O embaixador dos Estados Unidos na ONU, John Negroponte, acredita que a data de votação será fixada após a reunião de amanhã. ''Nós alertamos as delegações para que obtenham instruções de suas capitais e estejam prontas para uma votação que pode acontecer a partir de terça-feira'', acrescentou.
Apesar da reunião, Negroponte afirma que os Estados Unidos não consideram necessária uma segunda resolução do conselho para que a força seja usada no Iraque.
Anteontem, o secretário de Estado americano, Colin Powell, disse ao conselho que as intenções do presidente iraquiano, Saddam Husseim, ''não mudaram'' mesmo após o chefe dos inspetores de armas, Hans Blix, afirmar que a cooperação de Bagdá para o seu desarmamento aumentou.
Os membros do conselho continuam divididos sobre o tema. Enquanto EUA, Reino Unido e Espanha esforçam-se para conseguir votos dos membros não-permanentes para que a nova resolução seja aprovada, França, Rússia e China membros permanentes com direito a veto no conselho defendem uma operação pacífica.
O Iraque recebeu com satisfação o informe do chefe de inspetores de desarmamento ONU, Hans Blix, qualificado de ''justo'' pela imprensa de Bagdá, que, entretanto, não tem ilusões sobre as possibilidades de evitar a guerra.

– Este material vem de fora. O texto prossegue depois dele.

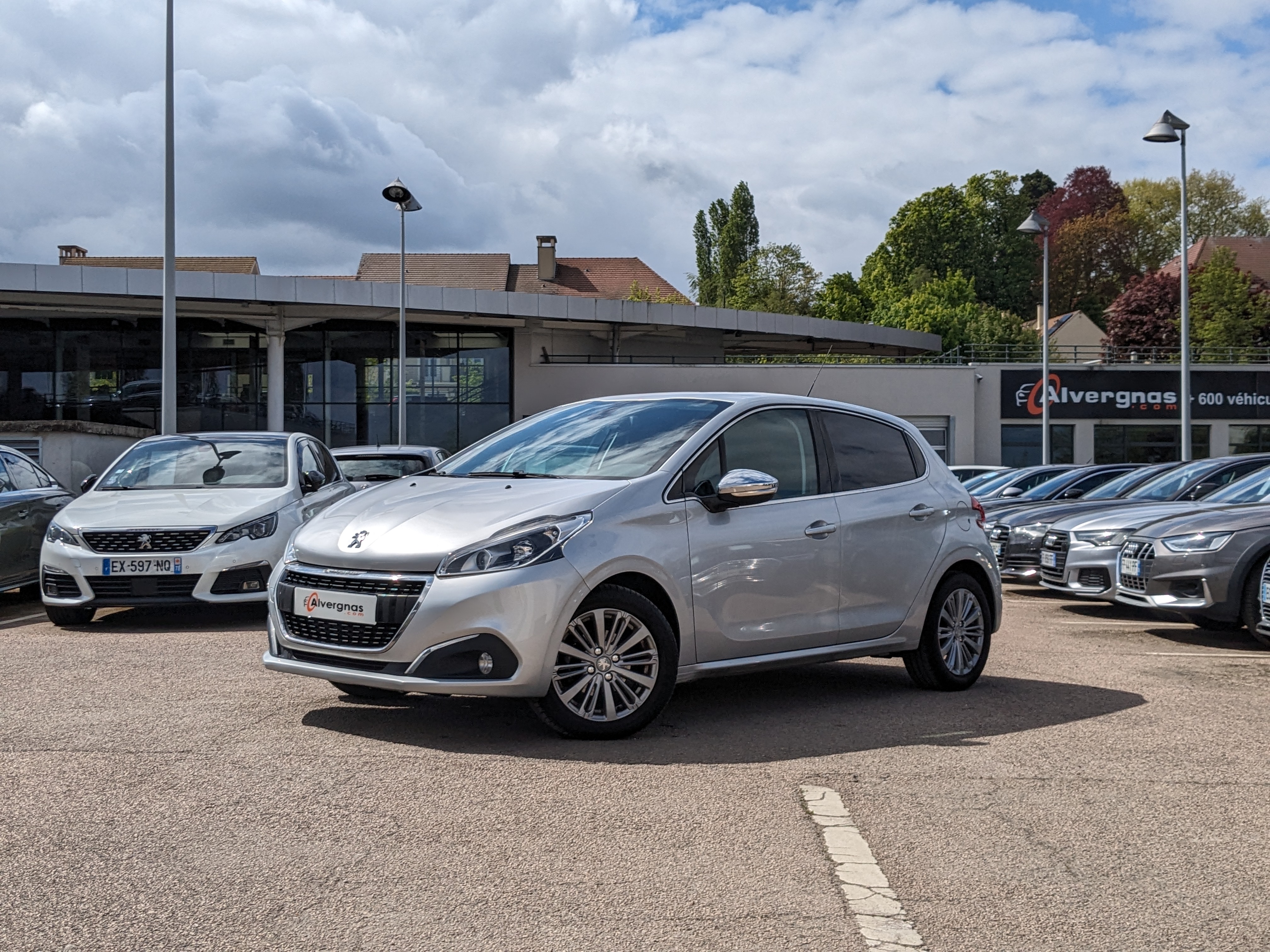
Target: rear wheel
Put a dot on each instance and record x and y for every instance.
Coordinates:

Blix afirmou ante o Conselho de Segurança que o desarmamento do Iraque é uma questão de meses, não de anos, e que até agora não foram descobertas armas de destruição em massa. ''Até agora não foram encontradas provas de atividades proibidas'' no que se refere a laboratórios móveis ou movimentos de armas de destruição em massa, ressaltou Blix.
''O informe Blix foi objetivo e positivo'', declarou ontem o deputado Mudhafar Al-Adhami, membro influente do partido Baath (no poder). ''Mencionou muitas provas que indicam que o Iraque coopera ativamente com os inspetores em desarmamento'', acrescentou.
Segundo ele, esse texto contém elementos para ''convencer a maioria dos membros do Conselho de Segurança das Nações Unidas da necessidade de que os inspetores continuem seu trabalho'', acrescentou.